This is the 24th day of my participation in the August Text Challenge.More challenges in August

Multithreading and high concurrency

1. Synchornized keyword

1. Data synchronization caused by multiple threads accessing the same resource:

  1. Solution: Lock a resource, that is, lock an object. The lock object cannot be String, Integer, Long (basic data type).
package com.anzhi;

import java.util.concurrent.TimeUnit;

public class Thread_base implements Runnable{

    private Integer count = 10;
    @Override
    public /*synchronized*/ void run(a) {  Synchronized (this) is equivalent to synchronized(this) at runtime, and t.class when modifying static methods
        count--;
        System.out.println(Thread.currentThread().getName()+"-"+count);
    }

    public static void main(String[] args) {
        Thread_base t1 = new Thread_base();
        for(int i=0; i<10; i++){
            count--;
            new Thread(t1,"t1").start(); }}}Copy the code

Synchronized has no underlying locking implementation requirements and is not regulated by the JVM.

Synchronized is a reentrant lock

package com.anzhi;

public class Thread_base1 implements Runnable{

    private Integer count = 10;
    @Override
    public synchronized void run(a) {
        count--;
        System.out.println(Thread.currentThread().getName()+"-"+count);
        test();
    }

    public synchronized void test(a){
        System.out.println("Reentrant call...");
    }

    public static void main(String[] args) {
        Thread_base1 t1 = new Thread_base1();
        for(int i=0; i<10; i++){
            new Thread(t1,"t1").start(); }}}Copy the code

Locked and unlocked methods run simultaneously

Exercise: Simulating a bank account:

1. Lock the service write method.

2. Be open to business reading methods

3. Is this ok?

package com.anzhi;

import java.sql.Time;
import java.util.concurrent.TimeUnit;

public class Account {
    private String name;
    private double money;

    public synchronized void set(String name, double money){
        this.name = name;
        try {
            Thread.sleep(2);
        } catch (InterruptedException e) {
            e.printStackTrace();
        }
        this.money = money;
    }

    public/*synchronized*/ void get(String name){  // The lock method and the lock method are run simultaneously
        System.out.println("name----"+this.name+" money---"+this.money);
    }


    public static void main(String[] args) {
        Account account = new Account();
        new Thread(()->{
            account.set("zhangsan".1000.0);
        }).start();

        try {
            TimeUnit.MICROSECONDS.sleep(1);
        } catch (InterruptedException e) {
            e.printStackTrace();
        }
        account.get("zhangsan");

        try {
            TimeUnit.MICROSECONDS.sleep(2);
        } catch (InterruptedException e) {
            e.printStackTrace();
        }

        account.get("zhangsan"); }}Copy the code

Exception lock: If an exception occurs, the lock will be released

package com.anzhi;

public class Thread_base2{

    private Integer count = 10;

    public synchronized void run(a) {
        while(true) {
            count--;
            if(count == 5) {int i = 1/0;
            }
            System.out.println(Thread.currentThread().getName() + "-"+ count); }}public static void main(String[] args) {
        Thread_base2 t1 = new Thread_base2();
        new Thread(()->{
            t1.run();
        }).start();

        Runnable t2 = new Runnable() {
            @Override
            public void run(a) { t1.run(); }};new Thread(t2,"t2").start(); }}Copy the code

Synchronized low-level implementation:

1. Early JDK: heavier-OS

2. Concept of lock upgrade:

When there is no thread contention, markdown records the thread ID (biased lock).
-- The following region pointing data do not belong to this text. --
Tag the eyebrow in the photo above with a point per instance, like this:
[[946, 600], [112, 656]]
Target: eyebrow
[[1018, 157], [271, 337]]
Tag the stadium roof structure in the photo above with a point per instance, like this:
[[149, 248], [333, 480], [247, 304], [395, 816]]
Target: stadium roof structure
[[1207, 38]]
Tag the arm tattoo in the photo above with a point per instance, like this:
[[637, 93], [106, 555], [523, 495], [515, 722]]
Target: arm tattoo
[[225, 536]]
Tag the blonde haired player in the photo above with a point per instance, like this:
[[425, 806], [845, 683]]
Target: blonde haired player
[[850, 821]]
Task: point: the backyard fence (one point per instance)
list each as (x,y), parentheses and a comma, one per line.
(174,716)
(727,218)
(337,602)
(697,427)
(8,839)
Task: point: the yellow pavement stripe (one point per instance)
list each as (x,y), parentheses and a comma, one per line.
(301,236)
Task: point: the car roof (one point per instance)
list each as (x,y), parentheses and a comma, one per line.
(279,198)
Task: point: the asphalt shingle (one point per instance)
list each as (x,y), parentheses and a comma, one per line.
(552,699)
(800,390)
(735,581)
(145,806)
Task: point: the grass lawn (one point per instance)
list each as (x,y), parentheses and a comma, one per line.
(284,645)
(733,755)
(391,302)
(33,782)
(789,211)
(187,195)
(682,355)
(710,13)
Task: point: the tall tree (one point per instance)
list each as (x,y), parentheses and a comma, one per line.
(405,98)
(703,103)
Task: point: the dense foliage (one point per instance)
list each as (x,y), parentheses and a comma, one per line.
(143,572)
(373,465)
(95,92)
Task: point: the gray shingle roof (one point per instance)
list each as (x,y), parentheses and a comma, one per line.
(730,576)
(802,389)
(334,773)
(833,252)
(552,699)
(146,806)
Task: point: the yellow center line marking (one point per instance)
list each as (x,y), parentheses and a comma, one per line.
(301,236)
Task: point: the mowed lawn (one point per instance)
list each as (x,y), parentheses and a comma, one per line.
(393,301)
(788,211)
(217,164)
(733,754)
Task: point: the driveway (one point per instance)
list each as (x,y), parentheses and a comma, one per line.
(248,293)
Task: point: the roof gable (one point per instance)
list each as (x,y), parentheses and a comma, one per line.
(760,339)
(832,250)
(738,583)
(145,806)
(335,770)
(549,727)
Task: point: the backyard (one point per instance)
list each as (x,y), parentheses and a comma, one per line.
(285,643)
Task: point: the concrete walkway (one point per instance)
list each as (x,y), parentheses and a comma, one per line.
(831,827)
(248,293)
When there is another thread contention, the biased lock is upgraded to spin lock, spin in place, wait, default 10 times. After 10 times, there is still no resource acquisition, upgraded to heavyweight lock, join the wait queue, no longer occupy CPU.Copy the code
  1. Usage scenarios of locks
Locking code execution time is long, the number of threads, the use of system lock; Execute code time end, thread number is small, use spin lock;Copy the code

2. volatile

role

Ensure visibility of threads; Disallow instruction reordering; DCL singleton: Double Check LockCopy the code

Verify visibility

Each thread has its own workspace,

The process of modifying A value in memory is to copy A copy from memory – “workspace modification -” and return the value to memory (refresh memory), but after A modification, B will continue to loop if it is not read from the inner space again, which is invisible between threads. With volatile, B is notified as soon as A changes its value

package com.anzhi.voliate;

import java.util.concurrent.TimeUnit;

public class Voliate1 {
    volatile boolean flag = true;

    public void test(a){
        System.out.println(Thread.currentThread().getName()+"In process"+flag);
        while(flag){
            // system.out.println (thread.currentThread ().getName()+" executing "+flag); // system.out.println (thread.currentThread ().getName()+" executing "+flag); // Why can't you print
        }
        System.out.println(Thread.currentThread().getName()+"End of execution"+flag);
    }

    public static void main(String[] args) {
        Voliate1 t = new Voliate1();
        new Thread(t::test,"t").start();

        try {
            TimeUnit.SECONDS.sleep(1);
        } catch (InterruptedException e) {
            e.printStackTrace();
        }
        t.flag = false; }}Copy the code

Hardware follows the MESI: CACHE consistency protocol. When a CPU manipulates data in the CACHE, if the data is a shared variable, the data is read from the CACHE to a register, modified, and the memory data is updated. When the CACHE LINE is set to invalid, the other CPU reads the data from the memory.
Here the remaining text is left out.